The greatest guitar player ever in my opinion, what more can be said? He did things with the guitar that revolutionized the instrument. Forty years after his death, Hendrix is still looked upon as the greatest. He was to the guitar what Michael Jordan was to basketball. No one can touch him. Fender reinvented the Stratocaster model because of Hendrix. Guitar players are still trying to figure out things he did and they have modern day effects when he had minimal equipment. Even more amazing, he made this big of an impact only releasing a few studio albums. Rest in Peace Jimi.

James Hetfield

James Hetfield isn’t the first person or even 100th person you’d think of as a great guitar player. But damn it, I like him. He is the one who has come up with some of Metallica’s biggest riffs which get their songs going and keeps them chugging along. James also has an unbelievable stage presence with his Explorer-style guitars slung low and his ability to make the crowd part of the show.

George Lynch
(Dokken, Lynch Mob)

George Lynch was my first real guitar hero and the main reason I picked up the guitar in the first place. I don’t know if it was the cool two-tone hair, the monster riffs and shredding solos or his artistic guitars, but he was “it” for me. George has a long history in the music industry from trying out for Ozzy Osbourne, where he lost out to Randy Rhodes to his time in Dokken and later his solo work. In the music industry for the better part of 30 years, George is still relevant and still has an impact on myself and many guitar players.

Mike McCready
(Pearl Jam, Temple of the Dog, Mad Season) 

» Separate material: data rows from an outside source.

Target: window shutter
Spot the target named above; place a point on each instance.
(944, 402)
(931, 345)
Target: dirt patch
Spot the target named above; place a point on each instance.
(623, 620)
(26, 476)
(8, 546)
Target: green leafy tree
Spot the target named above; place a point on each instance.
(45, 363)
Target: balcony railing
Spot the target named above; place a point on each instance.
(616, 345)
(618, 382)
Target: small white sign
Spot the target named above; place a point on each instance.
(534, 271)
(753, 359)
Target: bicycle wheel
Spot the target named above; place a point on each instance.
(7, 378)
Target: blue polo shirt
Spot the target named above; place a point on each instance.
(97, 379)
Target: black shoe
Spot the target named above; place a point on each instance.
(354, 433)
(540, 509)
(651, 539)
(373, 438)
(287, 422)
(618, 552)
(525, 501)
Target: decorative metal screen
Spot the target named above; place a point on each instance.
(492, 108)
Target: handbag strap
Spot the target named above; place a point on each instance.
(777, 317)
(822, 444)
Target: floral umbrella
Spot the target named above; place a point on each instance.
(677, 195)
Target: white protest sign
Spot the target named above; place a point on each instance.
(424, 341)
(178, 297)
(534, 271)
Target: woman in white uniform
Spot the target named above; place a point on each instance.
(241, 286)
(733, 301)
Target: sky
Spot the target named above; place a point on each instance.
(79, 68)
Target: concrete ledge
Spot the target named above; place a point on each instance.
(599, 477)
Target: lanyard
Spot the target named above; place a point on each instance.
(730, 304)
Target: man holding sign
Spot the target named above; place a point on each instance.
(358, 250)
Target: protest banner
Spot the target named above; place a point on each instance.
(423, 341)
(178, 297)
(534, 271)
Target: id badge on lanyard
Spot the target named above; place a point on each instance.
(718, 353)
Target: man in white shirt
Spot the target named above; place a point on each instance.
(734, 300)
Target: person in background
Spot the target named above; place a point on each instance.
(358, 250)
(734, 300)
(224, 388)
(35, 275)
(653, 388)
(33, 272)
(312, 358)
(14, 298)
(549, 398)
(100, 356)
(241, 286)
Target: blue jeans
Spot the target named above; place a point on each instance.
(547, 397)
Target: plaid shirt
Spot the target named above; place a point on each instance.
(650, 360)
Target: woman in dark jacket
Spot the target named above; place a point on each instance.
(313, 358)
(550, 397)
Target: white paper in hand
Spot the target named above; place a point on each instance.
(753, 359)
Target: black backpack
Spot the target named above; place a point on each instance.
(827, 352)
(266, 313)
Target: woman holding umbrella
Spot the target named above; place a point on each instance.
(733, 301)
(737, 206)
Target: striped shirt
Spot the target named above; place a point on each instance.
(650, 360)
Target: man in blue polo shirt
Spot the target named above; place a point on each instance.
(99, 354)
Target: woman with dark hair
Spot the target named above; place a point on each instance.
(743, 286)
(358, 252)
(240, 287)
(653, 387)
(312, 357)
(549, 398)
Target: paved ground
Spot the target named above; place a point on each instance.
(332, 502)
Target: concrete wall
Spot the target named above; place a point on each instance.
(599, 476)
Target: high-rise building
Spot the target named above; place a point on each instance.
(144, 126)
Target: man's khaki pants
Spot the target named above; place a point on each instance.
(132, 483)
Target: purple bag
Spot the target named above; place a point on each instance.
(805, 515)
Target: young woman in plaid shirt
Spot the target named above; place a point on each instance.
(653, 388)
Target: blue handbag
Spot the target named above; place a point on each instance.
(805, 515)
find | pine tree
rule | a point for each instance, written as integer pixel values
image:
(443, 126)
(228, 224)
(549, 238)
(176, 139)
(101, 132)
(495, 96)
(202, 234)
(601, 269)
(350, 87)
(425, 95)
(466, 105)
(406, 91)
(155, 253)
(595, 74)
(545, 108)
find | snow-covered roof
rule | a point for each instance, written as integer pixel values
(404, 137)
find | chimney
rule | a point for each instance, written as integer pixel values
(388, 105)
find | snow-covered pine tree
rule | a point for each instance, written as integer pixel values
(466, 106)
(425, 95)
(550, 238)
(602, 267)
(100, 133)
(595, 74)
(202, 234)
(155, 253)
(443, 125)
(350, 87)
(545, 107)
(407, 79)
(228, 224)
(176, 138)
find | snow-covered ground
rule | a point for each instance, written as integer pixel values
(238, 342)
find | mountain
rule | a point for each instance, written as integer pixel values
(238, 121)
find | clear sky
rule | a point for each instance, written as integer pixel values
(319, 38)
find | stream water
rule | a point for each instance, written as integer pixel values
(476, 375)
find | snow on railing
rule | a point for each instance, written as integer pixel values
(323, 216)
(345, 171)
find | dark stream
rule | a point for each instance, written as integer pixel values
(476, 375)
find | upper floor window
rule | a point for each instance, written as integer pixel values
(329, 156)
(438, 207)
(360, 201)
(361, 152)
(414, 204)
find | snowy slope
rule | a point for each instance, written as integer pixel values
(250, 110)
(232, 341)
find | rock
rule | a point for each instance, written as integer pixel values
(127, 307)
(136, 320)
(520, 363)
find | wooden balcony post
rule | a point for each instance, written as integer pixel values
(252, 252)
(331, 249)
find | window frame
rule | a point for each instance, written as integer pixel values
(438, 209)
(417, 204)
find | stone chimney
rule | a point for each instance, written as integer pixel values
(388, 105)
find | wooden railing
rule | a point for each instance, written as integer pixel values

Mike McCready could be one of the most overlooked players of the last two decades. Mike has a long line of influences from Hendrix to hair metal and he incorporates them in his diverse style of playing. He can play some of the fastest leads but also dial it down and play some of the most beautiful arpeggio intros then kick in some blues. Listen to any Pearl Jam album and focus on Mike’s playing and you will see he is just a big fan of music.

Jimmy Page
(The Yardbirds, Led Zeppelin, the Firm)

I was always aware of Jimmy Page and Led Zeppelin in my youth but it wasn’t until recently that I really “got it.” This guy is amazing with the guitar, just a flat out beast with his instrument. With his guitar slung past his waist, Jimmy always found the groove. Some of the greatest guitar riffs came from this guy, many tried to copy him and many failed. There is only one Jimmy Page.

Randy Rhoads
(Quiet Riot, Ozzy Osbourne)

This guy only made two albums before he died, leaving an endearing mark on music history. If that’s not saying something I don’t know what is. A classically-trained guitarist playing in Ozzy, who would have thought? Rest in Peace Randy.